Echo Phonz AD-HP BOOM
Price: Rs 599
Finding the right set of headphones is not as easy as it seems. Picking up a set that suits your budget is just the tip of the ice berg, for a set that can cater to all your music needs is not always the one that pleases the eyes the most. So when we were handed the new Advent Echo Phonz AD-HP BOOM that carries the price tag of Rs 599, it was a good week-long fun process of listening to all our favourite tracks and videos.
One of Sony’s most popular on-ear models is also one of its cheapest: the Rs 990 MDR-ZX110. So Advent is really confident about their product for it is being marked over the market leaders entry level set. Question is: Is the Indian pair worthy to take on the Japanese giant? We find out in our review.
Design, specifications and comfort
The Echo Phonz AD-HP BOOM looks a bit tacky and inexpensive from a distance, due to the plastic with a gloss finish it uses on the body that lacks the premium feel for this price. However, up close it feels strictly budget. The plastic is hard and tensile, and does not look or feel like it can take too much abuse, so careful handling is advised.

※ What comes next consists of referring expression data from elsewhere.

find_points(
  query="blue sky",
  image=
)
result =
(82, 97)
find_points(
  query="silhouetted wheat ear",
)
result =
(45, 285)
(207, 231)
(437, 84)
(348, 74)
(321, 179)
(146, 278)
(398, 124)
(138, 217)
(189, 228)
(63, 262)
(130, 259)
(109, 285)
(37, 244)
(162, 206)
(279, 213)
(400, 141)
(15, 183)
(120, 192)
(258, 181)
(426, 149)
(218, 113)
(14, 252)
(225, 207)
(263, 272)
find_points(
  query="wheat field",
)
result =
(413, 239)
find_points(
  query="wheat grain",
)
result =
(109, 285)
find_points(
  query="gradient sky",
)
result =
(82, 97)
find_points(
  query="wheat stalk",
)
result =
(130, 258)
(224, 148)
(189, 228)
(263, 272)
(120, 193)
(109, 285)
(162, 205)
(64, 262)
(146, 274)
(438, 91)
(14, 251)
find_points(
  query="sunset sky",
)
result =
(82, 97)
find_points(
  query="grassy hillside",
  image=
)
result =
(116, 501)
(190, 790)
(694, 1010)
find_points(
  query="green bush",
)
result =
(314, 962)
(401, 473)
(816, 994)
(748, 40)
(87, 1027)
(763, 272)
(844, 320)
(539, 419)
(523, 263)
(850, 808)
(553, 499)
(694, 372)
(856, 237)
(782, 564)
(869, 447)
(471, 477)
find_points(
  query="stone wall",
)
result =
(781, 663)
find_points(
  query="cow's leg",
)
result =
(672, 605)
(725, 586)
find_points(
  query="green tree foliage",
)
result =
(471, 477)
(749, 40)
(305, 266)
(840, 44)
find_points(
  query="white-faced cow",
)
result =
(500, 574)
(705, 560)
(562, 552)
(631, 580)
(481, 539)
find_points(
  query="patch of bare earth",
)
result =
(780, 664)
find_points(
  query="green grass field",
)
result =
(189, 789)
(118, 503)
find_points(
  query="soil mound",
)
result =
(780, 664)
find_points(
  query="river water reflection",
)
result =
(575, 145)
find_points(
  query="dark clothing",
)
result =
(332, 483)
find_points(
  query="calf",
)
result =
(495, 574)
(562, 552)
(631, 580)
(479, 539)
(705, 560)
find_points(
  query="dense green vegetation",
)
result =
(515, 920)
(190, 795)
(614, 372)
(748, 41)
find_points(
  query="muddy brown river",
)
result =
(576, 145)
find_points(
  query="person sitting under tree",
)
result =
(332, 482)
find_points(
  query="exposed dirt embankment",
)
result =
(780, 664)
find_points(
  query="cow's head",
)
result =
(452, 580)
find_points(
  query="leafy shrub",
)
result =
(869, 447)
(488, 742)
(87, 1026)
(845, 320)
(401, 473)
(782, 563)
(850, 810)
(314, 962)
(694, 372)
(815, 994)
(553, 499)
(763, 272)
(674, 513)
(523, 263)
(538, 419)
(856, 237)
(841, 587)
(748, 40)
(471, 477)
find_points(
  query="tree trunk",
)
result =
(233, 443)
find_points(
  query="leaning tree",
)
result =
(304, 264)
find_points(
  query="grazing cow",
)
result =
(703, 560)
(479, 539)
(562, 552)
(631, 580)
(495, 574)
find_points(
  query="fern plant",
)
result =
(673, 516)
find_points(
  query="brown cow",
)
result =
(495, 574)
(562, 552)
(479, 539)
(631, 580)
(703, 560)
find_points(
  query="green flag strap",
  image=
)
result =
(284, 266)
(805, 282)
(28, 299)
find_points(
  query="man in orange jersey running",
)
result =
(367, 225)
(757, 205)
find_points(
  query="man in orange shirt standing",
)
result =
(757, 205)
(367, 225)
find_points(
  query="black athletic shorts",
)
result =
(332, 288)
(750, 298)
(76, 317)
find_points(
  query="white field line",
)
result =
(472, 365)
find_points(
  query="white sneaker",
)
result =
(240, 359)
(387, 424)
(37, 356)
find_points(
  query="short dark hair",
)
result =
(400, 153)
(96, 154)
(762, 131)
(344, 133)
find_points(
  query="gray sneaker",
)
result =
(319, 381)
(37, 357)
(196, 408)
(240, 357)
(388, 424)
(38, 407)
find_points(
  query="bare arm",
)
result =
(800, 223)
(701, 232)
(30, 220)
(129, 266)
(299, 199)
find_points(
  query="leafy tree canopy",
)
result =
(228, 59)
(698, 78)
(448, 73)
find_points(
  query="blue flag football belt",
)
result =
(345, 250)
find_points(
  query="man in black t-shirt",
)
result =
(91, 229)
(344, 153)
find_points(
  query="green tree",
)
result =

This headset has a rather unique folding mechanism that allows the ear cups to twist inwards, into the headband. This makes the Echo Phonz AD-HP BOOM a bit easier to store. Apart from this, the phones have 40mm dynamic drivers, with a frequency response range of 20-20,000Hz, 32 Ohm+15% impedance and a sensitivity rating of 105dB+3dB. The Echo Phonz AD-HP BOOM does have an inline mic with 2200 Ohm impedance.
The ear cups have very slight padding, which is enough for an acceptably comfortable on-ear fit. The headband has no cushioning, but is designed well and feels secure and comfortable in place. The Echo Phonz AD-HP BOOM also has a tough cable that took a constant abuse by a month old Lab and survived to tell the tale. On the whole, apart from the flimsiness, we’re happy with how the Echo Phonz AD-HP BOOM looks and feels.
With the Echo Phonz AD-HP BOOM not being an entry-level on-ear headset, we did most of our testing using an Android smartphone. We also tried it with our iPod touch and a Mac. Starting with the bass-heavy tracks, we found that the Echo Phonz AD-HP BOOM had a meaty sound, with lots of emphasis on low-end attack. The bass can be overpowering, but is usually controlled thanks to the not-so-tight fit. The sonic signature has been tuned toward promoting the lows, and this makes for a very warm sound. This also tends to show a bit in the lower-mid ranges, but there is a clear sensitivity drop towards the upper end of the frequency range.
Next, we cued up a dubstep track; the Echo Phonz AD-HP BOOM has plenty to offer in terms of the mid-range and detail. While the headset is impressive in low-end detail, it seems to trail off going up the range. The result is a sound that isn’t quite as open and detailed as we’d like. Finally, we kept our ears open for imaging and soundstaging. While the Echo Phonz AD-HP BOOM offers a full and aggressive presentation in the sound, it falls a bit short in terms of openness and width. The sonic stage feels narrow and specific, rather than properly spread out. However, it certainly does its bit to make your music immersive and entertaining, especially if you like your headphones bassy and aggressive.
The Echo Phonz AD-HP BOOM falls a bit short in terms of build quality. It feels cheap and we were always worried about damage during our time with the review unit. However, it offers an immersive, full sound that excels in its handling of bass. Detail and clarity suffer a bit, but bass-heads will not find too much to complain if the company plans to sell it at a lower price bracket.